Ringrose’s absence from Ireland’s win over England led to the Lions head coach being particularly taken by the “absolutely brilliant” performances of Aki and Henshaw, at 13 that day.

Believing his centres provide a good balance Gatland likened Aki to Tuilagi. “He brings that go forward, that physicality, and has a fantastic mix in his game. They (South Africa) are going to have a big physical midfield and be really direct. We have to have players to mirror that if we need to, but also have to go and play some rugby with centres that can distribute and a back three that can score tries.”

Townsend believes they have three options at 12, in Owen Farrell, Aki and Henshaw, and three at 13 in Chris Harris, Elliot Daly and Henshaw again.

Up front, eyebrows will have been raised over the non-selection of Cian Healy and Sinckler. Both Rory Sutherland and Zander Fagerson making the cut, and Gatland cited Scotland’s particularly low penalty count at scrum time as well as Andrew Porter’s flexibility in covering both sides of the scrum.

“With the loose forwards, and particularly with Sam [SIMMONDS]and Taulupe Faletau, we looked at number 8s being explosive in the way they carry, with footwork,” said Gatland, which assuredly applies to Conan as well. “Billy (Vunipola) at the moment he is probably not quite there.”

With its decided emphasis on meeting the Springboks’ physical challenge head on, Gatland admitted the squad may have looked “a little bit different if you were going to Australia or New Zealand.

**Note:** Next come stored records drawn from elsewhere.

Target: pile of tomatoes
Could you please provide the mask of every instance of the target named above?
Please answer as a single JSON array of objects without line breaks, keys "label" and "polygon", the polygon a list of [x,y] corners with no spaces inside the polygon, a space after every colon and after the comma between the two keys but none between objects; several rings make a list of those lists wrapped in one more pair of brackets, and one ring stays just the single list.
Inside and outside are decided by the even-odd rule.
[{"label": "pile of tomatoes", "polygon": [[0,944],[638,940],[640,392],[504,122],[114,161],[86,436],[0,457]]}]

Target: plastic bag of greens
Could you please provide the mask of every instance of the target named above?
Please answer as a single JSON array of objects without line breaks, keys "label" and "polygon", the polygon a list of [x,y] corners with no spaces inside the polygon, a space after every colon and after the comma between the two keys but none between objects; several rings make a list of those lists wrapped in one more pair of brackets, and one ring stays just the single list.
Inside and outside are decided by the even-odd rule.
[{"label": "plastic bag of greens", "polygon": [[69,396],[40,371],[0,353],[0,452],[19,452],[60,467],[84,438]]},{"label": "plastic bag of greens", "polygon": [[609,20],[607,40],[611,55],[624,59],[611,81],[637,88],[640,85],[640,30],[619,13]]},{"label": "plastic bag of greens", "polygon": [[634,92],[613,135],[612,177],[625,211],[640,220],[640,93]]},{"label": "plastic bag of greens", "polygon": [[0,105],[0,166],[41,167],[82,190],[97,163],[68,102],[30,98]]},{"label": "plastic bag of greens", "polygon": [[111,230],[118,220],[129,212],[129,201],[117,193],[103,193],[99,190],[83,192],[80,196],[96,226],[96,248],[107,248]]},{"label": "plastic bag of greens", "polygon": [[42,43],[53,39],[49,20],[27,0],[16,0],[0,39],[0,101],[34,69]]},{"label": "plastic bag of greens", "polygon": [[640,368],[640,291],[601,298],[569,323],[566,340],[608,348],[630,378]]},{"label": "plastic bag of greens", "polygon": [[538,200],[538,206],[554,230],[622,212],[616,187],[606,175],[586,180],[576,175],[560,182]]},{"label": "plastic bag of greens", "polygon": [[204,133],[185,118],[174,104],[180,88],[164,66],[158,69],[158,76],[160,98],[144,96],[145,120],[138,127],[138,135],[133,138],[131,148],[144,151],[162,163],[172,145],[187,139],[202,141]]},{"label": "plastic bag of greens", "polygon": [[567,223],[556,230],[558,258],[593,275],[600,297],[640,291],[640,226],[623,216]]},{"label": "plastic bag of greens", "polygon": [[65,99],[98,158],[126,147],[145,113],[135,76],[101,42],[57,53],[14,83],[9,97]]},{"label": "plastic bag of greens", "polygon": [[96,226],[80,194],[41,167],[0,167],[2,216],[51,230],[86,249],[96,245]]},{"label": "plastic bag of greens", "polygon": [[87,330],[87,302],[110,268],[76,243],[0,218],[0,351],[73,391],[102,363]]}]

“I think South Africa have gone back to their DNA. Looking at the World Cup, looking at the documentary they’ve done, it shows you what their mentality is. It’s about being physical and winning that physical battle.

“We want to play some really good rugby but at times we’re going to have to roll our sleeves up and get in the trenches and back each other up, because it’s going to be tough. It’s going to be brutal at times.”

Presuming the Exeter Chiefs reach the Premiership final, Saracens will be playing in the Championship promotion play-offs and also factoring in Finn Russell’s commitments with Racing, at least 10 players could well be missing from the training camp in Jersey.

Although the rising tensions in the fishing waters of Jersey were not expected to sink the Lions’ plans, Gatland quipped: “I’m only concentrating on the rugby side, not the gunboats and the other stuff that’s going on. We’ve just got to make sure that if we do go fishing we don’t go out too far.”